Cochran, 58, also appeals to moderates, who view him as more willing to compromise with senators uncomfortable with demands by the GOP's hard right for deep cuts in both taxes and social programs.

The numbers, however, are with Lott. Of the 53 Republicans in the Senate, Lott says he has commitments from 28 - enough to win the race. In addition to the freshmen, Lott has the support of more than a dozen Republicans who served with him previously in the House. Cochran has said he may pull out of the contest just before Wednesday's vote if it's clear Lott will win.

Lott served as the No. 2 GOP leader in the more tumultuous House until his election to the Senate in 1988. There, he forged close relations during the early 1980s with then-GOP backbenchers Newt Gingrich, Dick Armey and other conservatives who advocated a more confrontational strategy in dealing with Democrats.

Those Lott allies helped engineer the political revolution that culminated in 1994 with the GOP taking control of the House for the first time in 40 years. Gingrich has called Lott "a mentor."

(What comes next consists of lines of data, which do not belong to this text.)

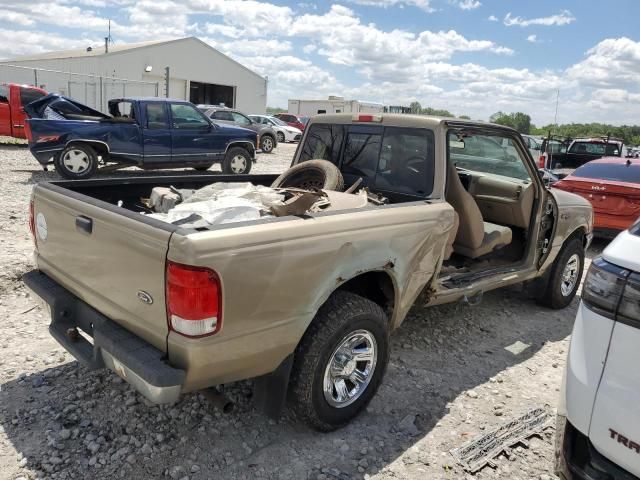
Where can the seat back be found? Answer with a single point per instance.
(471, 228)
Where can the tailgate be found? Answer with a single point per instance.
(106, 257)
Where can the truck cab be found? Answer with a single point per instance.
(13, 99)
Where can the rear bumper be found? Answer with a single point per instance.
(113, 347)
(577, 459)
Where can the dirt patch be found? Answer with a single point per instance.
(451, 376)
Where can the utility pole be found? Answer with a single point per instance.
(166, 82)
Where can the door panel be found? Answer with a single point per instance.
(191, 134)
(156, 133)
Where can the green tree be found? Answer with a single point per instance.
(518, 120)
(415, 107)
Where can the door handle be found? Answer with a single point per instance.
(84, 224)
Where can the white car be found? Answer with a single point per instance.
(285, 133)
(598, 435)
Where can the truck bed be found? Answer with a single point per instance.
(275, 272)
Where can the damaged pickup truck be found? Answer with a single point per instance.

Moderates warn that with the GOP's thin majority in the Senate, Lott can't afford to take them for granted.

"He's got to tread very carefully to start with to build up everybody's confidence," said Sen. John Chafee, R-R.I.

However, many GOP moderates are retiring at the end of this year - including Sens. Nancy Kassebaum of Kansas, Bill Cohen of Maine and Hatfield.

Lott's allies say he's enough of a pragmatist not to alienate moderates while attempting at the same time to induce a greater degree of party discipline.

"Trent Lott knows one thing as leader - you've got to have to the votes," said Sen. Larry Craig, R-Idaho, who served in the House with Lott.

"He also understands the character of the Senate ... where each senator has tremendous individual power," said Craig, 51.

Senate Democratic leader Tom Daschle of South Dakota, who also served with Lott in the House, said he hopes Lott will attempt to set aside the partisanship and election-year politicking that has marked the Senate agenda this year in an effort to break to the impasse over health care, welfare and minimum wage legislation.

"To the degree we can work together, a lot will get done," Daschle said. "To the degree that there is no cooperation, I can tell you very little will get done."

Daschle also warned Lott against trying to muscle legislation through over Democrats' objections.

"You need 60 votes to be a boss around here," Daschle said, a reference to a Senate rule requiring 60 votes to shut off debate.

Replacing Lott as the No. 2 GOP leader will be Sen. Don Nickles, 48, of Oklahoma, who is unopposed for the post. One of the Senate's most passionate abortion opponents, Nickles has strong ties to the party's conservative Christian wing.

In the three-way race for chairmanship of the Republican Policy Committee, Craig is believed to have the edge. A member of the National Rifle Association's board of directors, Craig has reflected the populist strain among many Western Republicans who advocate reducing the size and influence of the federal government, tranfering federal lands to private ownership and restraining environmental regulation.

If he doesn't succeed in his bid to become Republican leader, Cochran plans to retain his position as GOP conference chairman through November, after which he will step down. Sen. Connie Mack of Florida has said he will seek the position at that time.